Но Дельвиг не об этом рассказывал. Фабула его повести касалась лишь его окна, его судьбы. Он не собирался публиковать ее. Он не любил откровенничать, особенно после женитьбы своей.

…Конечно, она его не любила. Она не могла любить его. Он был мягкий, пушистый, теплый; она, стеклянная, холодная, жадно тянулась к пламенному. Сначала был Пьер Каховский — она увлеклась, увлеклась страстно, самозабвенно, как с простодушной горячностью утверждал сам барон, еще жених, гордящийся романтическим прошлым невесты… Самозабвенно — однако ж не забыв о благоразумии, о покое душевном. И отказала, убоявшись отца, а пуще — нешуточной огненности избранника своего. И словно в магический кристалл глядела: страшно погиб Пьер.

А выйдя замуж за теплого добряка — вновь потянулась стеклянными пальчиками к жару, к свету слепящему. Но опытный ловелас Вульф сам оказался холоден. И тогда явился юный гость — Серж, брат, разрушитель братства.

Таков он, роман Дельвига. Смерть повершила замысел.

Настенька вошла, села на канапку. Странно, с какой-то неясной просьбой посмотрела… Милая, милая! Сколько теплой прелести в высоких, мягко округленных скулках, в заботливых, широко рассаженных глазах и пушистых, пахнущих сеном локонах — во всем ее некрасивом и прекрасном облике!

— Не смотри на меня, пожалуйста, — тихо попросила она. — Ты же знаешь, у меня глаза на болоте. Третий день плачу и плачу… Что же дальше в повести бедного барона?

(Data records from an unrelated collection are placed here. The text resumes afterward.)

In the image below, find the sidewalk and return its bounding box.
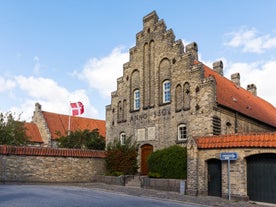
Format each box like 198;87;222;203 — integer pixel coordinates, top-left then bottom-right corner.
81;183;276;207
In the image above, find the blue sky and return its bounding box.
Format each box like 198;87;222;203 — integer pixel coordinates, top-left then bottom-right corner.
0;0;276;121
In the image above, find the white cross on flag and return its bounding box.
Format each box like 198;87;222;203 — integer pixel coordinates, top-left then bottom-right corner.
70;101;84;116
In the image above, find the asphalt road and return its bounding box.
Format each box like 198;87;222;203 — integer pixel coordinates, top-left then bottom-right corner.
0;185;202;207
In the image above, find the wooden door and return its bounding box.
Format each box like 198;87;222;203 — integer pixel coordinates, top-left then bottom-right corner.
247;153;276;203
208;159;221;197
140;144;153;175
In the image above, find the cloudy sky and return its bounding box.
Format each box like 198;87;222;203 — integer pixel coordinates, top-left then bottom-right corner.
0;0;276;121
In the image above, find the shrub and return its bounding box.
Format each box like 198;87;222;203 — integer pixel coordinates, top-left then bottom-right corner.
105;137;138;175
148;145;187;179
56;129;105;150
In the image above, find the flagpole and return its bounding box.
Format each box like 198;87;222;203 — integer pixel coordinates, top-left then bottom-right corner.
67;101;71;136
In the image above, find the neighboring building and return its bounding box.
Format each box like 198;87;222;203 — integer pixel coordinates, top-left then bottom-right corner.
106;11;276;203
25;103;106;147
24;122;44;147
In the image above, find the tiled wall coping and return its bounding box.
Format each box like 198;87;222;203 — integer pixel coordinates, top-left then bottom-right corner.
0;145;106;158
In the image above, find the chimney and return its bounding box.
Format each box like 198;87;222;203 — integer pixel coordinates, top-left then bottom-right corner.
186;42;198;60
213;60;223;76
247;84;257;96
231;73;241;86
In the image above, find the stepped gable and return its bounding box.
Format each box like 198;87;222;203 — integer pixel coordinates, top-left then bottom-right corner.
24;122;43;143
42;111;106;139
195;132;276;149
199;62;276;127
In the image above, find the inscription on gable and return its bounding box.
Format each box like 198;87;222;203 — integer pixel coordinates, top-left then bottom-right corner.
130;107;171;122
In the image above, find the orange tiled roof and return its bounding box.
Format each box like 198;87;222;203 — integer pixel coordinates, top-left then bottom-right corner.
42;111;106;139
24;122;43;143
195;132;276;149
0;145;105;158
199;62;276;127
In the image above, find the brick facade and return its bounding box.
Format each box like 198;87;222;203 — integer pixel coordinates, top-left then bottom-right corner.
106;11;276;171
187;135;276;200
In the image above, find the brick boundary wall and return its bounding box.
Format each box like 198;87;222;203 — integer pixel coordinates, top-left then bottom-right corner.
0;145;105;183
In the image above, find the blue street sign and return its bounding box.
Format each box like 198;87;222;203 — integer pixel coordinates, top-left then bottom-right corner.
220;152;238;160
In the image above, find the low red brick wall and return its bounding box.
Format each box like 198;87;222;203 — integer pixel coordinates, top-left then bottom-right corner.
0;145;105;183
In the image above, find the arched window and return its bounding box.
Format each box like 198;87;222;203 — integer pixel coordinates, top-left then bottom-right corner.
163;80;171;103
133;89;140;110
177;124;187;141
117;101;122;123
213;116;221;135
184;83;191;110
120;132;126;145
175;84;183;112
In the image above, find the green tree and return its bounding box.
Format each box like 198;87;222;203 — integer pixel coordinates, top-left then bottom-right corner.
148;145;187;179
105;137;139;175
0;112;29;146
57;129;105;150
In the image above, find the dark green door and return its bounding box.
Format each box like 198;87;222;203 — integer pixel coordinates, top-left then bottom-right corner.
247;153;276;203
208;159;221;197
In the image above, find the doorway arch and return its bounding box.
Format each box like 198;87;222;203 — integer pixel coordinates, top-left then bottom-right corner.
207;159;221;197
140;144;153;175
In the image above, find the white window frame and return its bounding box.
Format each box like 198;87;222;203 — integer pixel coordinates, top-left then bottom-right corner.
163;80;171;103
133;89;140;110
120;132;126;145
177;124;187;141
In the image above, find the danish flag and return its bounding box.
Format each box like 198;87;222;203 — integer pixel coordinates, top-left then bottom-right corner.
70;101;84;116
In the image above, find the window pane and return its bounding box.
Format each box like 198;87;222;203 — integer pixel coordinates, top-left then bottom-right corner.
134;90;140;110
163;81;171;103
178;125;187;140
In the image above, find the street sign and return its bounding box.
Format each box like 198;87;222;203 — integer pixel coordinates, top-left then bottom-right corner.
220;152;238;160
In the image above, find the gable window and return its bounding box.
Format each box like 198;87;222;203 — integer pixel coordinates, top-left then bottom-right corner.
213;116;221;135
120;132;126;145
133;89;140;110
178;124;187;141
163;80;171;103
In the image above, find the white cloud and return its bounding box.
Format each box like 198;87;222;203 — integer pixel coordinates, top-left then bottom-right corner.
0;77;16;92
1;76;99;121
75;47;129;98
224;28;276;53
225;60;276;106
33;56;40;74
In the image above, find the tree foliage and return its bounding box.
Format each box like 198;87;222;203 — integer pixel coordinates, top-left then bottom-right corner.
0;112;29;146
148;145;187;179
57;129;105;150
105;137;139;175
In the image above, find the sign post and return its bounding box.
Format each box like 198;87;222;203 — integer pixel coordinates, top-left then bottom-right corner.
220;152;238;201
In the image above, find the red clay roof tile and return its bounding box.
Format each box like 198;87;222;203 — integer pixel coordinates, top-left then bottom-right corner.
195;61;276;127
42;111;106;139
0;145;105;158
195;132;276;149
24;122;43;143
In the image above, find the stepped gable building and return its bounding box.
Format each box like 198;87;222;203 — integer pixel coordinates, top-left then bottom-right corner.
31;103;106;147
106;11;276;202
106;11;276;171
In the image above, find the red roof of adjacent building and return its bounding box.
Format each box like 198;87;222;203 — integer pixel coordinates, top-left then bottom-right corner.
42;111;106;139
0;145;106;158
24;122;43;143
201;62;276;127
195;132;276;149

— Не помню, радость моя. Решительно не помню.

XXVI

Небо, предчувствуя весну, разнежелно золотилось на западе. Новые Триумфальные ворота блистали четырьмя Славами, летящими над недостроенными арками. Чугунные аллегории, маслянисто озлащенные закатом, и фигуры славянских воинов напомнили Петербург. И сжалось сердце: холоден и пуст Петербург без Дельвига…

Лакей, торчащий у яркого подъезда, ловко подскочил, с лихим треском откинул ступеньку кареты. От лакея разило редькой: холера была еще близка.